McIntosh was among those who supported the plans of U.S. Indian agent Benjamin Hawkins to “civilize” the Creeks. Slaveowning, livestock herding, cotton cultivation, and personal ownership of property were examples of changes to traditional Creek ways of life that McIntosh promoted. He himself owned two plantations with enslaved laborers, Lockchau Talofau (“Acorn Bluff”) in present-day Carroll County, and Indian Springs, in present-day Butts County. Both are maintained today as historic sites. While McIntosh’s support of white civilization efforts earned him the respect of U.S. officials, more traditional Creeks regarded him with distrust.

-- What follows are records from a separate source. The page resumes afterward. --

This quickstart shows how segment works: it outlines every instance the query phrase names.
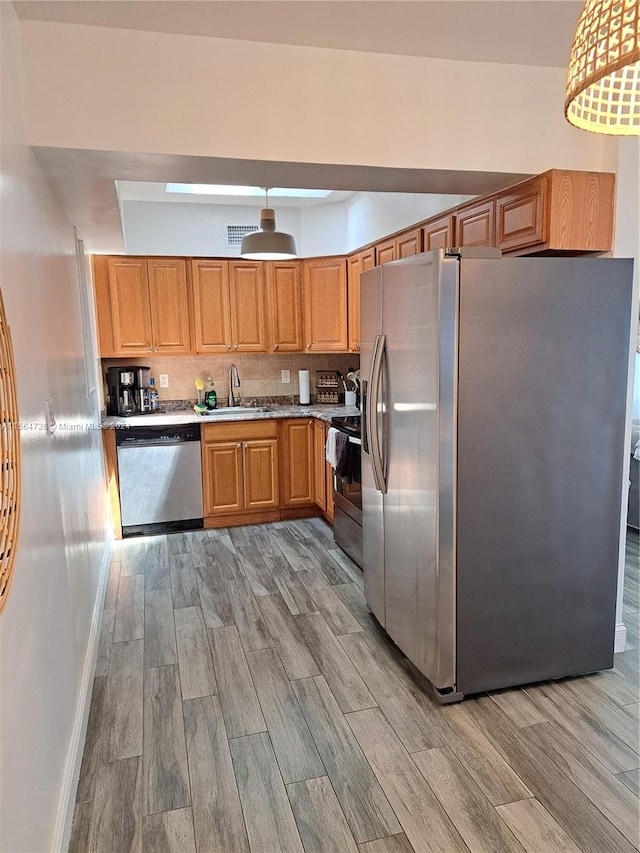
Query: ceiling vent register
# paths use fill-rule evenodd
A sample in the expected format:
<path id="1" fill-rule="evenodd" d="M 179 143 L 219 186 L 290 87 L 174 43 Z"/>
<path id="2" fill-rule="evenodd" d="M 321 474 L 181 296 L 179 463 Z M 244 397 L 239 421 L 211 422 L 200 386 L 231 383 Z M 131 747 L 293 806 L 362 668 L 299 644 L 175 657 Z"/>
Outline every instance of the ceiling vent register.
<path id="1" fill-rule="evenodd" d="M 241 246 L 245 235 L 257 230 L 257 225 L 227 225 L 227 246 Z"/>

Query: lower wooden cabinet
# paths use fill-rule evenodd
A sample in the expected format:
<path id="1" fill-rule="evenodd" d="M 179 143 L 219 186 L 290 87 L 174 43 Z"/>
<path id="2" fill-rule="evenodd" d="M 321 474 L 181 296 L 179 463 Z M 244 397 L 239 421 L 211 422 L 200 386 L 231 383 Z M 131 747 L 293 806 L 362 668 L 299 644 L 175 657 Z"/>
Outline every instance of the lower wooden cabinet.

McIntosh’s support of the United States in the Creek War of 1813-14 earned him the contempt of many Creeks. He was instrumental in the United States’ victory at the Battle of Horseshoe Bend, where he led a contingent of Lower Creeks against the Red Sticks, who were primarily Upper Creeks opposed to white expansion into Creek territory. As a result of the U.S. victory at Horseshoe Bend, both Upper and Lower Creeks were forced to sign the Treaty of Fort Jackson, in which the Creeks ceded 22 million acres of land in Alabama and south Georgia to the United States. In the wake of that war, the Creeks suffered famine and deprivation for several years. During that time McIntosh allied himself with Indian agent David B. Mitchell, Hawkins’s successor, to coordinate the distribution of food and supplies from the U.S. government to the Creeks. This alliance assured McIntosh’s control over resources and his continued influence among the Creeks.

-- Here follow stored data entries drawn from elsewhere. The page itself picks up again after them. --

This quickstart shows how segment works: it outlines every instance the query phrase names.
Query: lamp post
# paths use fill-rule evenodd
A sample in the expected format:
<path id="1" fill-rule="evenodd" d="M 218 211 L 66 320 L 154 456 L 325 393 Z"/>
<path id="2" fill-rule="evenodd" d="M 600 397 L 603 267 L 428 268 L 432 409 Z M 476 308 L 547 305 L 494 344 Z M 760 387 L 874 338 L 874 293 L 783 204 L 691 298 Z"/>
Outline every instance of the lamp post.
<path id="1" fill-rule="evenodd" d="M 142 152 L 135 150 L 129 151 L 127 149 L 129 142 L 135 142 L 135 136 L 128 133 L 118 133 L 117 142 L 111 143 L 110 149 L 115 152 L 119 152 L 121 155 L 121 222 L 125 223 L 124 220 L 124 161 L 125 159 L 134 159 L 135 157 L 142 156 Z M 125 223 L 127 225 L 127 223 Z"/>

In 1821 John Crowell replaced Mitchell as Indian agent. Crowell severed McIntosh’s access to resources, weakening McIntosh’s influence among the Creeks, who were compelled to sell some of their land to pay debts and to acquire food and supplies. However, for his role in the first Treaty of Indian Springs, in 1821, McIntosh received 1,000 acres of land at Indian Springs and another 640 acres on the Ocmulgee River.
After that treaty, Governor George Troup was determined to enforce the Compact of 1802 that called for the extinguishment of all Indian titles to land in Georgia. Despite the fervent opposition of many Upper Creeks, and with Troup’s assurances of protection, Chief McIntosh, together with a small contingent of mostly Lower Creek chiefs, negotiated the second Treaty of Indian Springs, in 1825. This treaty provided for the cession of virtually all Creek land remaining in the state of Georgia in exchange for a payment of $200,000. A controversial article in the treaty provided additional payment to McIntosh for the lands granted to him in the 1821 treaty. On February 12, 1825, only six chiefs, including McIntosh, signed the document. McIntosh’s motives have since been debated. His supporters suggest that he acted pragmatically, believing that the Georgians’ relentless demand for Creek land made its loss inevitable. His detractors suggest that he acted to spite his enemies, flouting Creek law and profiting personally.
Whatever his motivations were, McIntosh’s participation in the 1825 Treaty of Indian Springs cost him his life. According to a Creek law that McIntosh himself had supported, a sentence of execution awaited any Creek leader who ceded land to the United States without the full assent of the entire Creek Nation. Just before dawn on April 30, 1825, Upper Creek chief Menawa, accompanied by 200 Creek warriors, attacked McIntosh at Lockchau Talofau to carry out the sentence. They set fire to his home, and shot and stabbed to death McIntosh and the elderly Coweta chief Etomme Tustunnuggee.